For a given time series which is n timestamps in length, we can take Discrete Wavelet Transform (using 'Haar' wavelets), then we get (for an example, in Python) -
>>> import pywt
>>> ts = [2, 56, 3, 22, 3, 4, 56, 7, 8, 9, 44, 23, 1, 4, 6, 2]
>>> (ca, cd) = pywt.dwt(ts,'haar')
>>> ca
array([ 41.01219331, 17.67766953, 4.94974747, 44.54772721,
12.02081528, 47.37615434, 3.53553391, 5.65685425])
>>> cd
array([-38.18376618, -13.43502884, -0.70710678, 34.64823228,
-0.70710678, 14.8492424 , -2.12132034, 2.82842712])
where ca and cd are approximation and detailed coefficients.
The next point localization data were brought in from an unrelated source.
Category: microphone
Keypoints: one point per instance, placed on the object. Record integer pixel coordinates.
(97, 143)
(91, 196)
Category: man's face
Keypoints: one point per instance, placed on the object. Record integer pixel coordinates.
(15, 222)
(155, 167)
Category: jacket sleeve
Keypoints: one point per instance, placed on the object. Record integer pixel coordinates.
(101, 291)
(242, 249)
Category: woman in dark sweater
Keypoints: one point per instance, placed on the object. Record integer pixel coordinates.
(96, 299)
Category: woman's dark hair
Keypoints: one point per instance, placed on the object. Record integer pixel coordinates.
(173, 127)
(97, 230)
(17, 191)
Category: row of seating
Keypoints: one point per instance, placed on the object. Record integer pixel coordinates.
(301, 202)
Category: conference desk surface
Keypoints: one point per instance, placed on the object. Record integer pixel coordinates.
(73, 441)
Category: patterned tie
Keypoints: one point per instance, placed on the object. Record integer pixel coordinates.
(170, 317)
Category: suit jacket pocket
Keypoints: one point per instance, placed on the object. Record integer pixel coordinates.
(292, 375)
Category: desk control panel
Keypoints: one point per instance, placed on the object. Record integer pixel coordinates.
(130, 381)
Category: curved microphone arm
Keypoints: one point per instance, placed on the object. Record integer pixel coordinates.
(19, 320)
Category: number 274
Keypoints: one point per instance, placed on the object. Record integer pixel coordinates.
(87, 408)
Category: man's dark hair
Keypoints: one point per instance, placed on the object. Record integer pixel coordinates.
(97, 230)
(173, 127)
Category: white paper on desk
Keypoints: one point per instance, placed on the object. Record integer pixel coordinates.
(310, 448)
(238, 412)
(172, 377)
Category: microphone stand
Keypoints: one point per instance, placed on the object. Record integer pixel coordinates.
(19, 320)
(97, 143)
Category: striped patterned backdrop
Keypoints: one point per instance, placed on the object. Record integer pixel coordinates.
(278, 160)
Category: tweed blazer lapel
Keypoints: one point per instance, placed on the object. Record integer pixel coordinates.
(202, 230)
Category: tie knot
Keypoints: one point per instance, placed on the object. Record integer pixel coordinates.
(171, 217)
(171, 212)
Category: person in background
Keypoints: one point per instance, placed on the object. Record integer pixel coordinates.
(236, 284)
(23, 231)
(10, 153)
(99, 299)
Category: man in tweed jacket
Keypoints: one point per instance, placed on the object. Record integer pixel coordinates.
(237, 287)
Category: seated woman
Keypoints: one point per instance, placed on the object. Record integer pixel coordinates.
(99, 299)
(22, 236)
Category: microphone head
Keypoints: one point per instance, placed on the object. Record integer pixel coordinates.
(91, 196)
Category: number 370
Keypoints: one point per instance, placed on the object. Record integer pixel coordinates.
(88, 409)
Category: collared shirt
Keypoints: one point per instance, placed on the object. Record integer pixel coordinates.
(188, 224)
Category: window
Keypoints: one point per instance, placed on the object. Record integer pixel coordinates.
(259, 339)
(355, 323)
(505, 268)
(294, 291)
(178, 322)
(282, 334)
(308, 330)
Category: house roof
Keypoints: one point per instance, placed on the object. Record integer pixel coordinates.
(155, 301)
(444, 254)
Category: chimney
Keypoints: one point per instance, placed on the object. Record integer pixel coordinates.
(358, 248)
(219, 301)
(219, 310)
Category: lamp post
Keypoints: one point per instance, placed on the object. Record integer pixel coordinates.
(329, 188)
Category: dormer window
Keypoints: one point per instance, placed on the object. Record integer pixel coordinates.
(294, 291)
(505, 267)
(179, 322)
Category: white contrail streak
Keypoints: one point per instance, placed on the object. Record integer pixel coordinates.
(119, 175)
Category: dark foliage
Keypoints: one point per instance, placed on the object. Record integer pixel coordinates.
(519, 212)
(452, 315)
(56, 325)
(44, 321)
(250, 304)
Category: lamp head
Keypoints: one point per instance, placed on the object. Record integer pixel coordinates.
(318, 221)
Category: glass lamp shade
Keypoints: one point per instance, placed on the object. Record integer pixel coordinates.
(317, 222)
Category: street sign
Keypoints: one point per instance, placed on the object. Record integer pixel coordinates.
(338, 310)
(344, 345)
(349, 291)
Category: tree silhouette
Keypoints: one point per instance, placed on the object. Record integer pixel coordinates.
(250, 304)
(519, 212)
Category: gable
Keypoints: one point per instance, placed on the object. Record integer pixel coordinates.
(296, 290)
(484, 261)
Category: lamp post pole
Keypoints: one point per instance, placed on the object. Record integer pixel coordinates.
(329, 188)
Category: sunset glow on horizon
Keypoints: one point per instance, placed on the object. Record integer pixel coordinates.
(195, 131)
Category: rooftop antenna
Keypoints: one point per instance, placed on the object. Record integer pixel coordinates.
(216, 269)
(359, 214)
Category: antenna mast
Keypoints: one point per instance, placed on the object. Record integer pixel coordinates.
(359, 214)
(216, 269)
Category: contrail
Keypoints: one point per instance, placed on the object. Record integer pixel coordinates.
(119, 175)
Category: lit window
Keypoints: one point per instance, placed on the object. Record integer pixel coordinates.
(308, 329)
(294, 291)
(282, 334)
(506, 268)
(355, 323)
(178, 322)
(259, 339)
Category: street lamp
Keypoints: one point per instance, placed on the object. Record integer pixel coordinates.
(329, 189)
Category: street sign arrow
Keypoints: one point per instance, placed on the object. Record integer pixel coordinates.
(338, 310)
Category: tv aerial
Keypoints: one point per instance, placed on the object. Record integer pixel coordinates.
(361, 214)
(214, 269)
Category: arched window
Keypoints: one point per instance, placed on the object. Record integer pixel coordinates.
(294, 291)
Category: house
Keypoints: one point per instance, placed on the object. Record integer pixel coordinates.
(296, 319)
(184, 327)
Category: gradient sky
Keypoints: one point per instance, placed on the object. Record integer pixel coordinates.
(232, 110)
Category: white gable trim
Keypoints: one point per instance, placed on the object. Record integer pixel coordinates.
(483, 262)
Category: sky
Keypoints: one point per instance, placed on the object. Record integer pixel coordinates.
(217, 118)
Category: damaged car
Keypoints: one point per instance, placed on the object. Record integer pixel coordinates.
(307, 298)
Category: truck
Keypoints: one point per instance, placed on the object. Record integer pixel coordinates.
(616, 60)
Now if I use all of them I can construct my original time series back using inverse DWT. But instead I want to use a fewer coefficients (like in Fourier Transform if we use only first few coefficients, we can approximately reconstruct the original time series). If I just use ca
or just use cd
I don't get the desired results. If I use only we coefficients from each of them (like first 4), I get only half of the time series.
How should I select the coefficients (from ca
and cd
) so that I can approximately create the original signal from them (i.e. most of its energy)?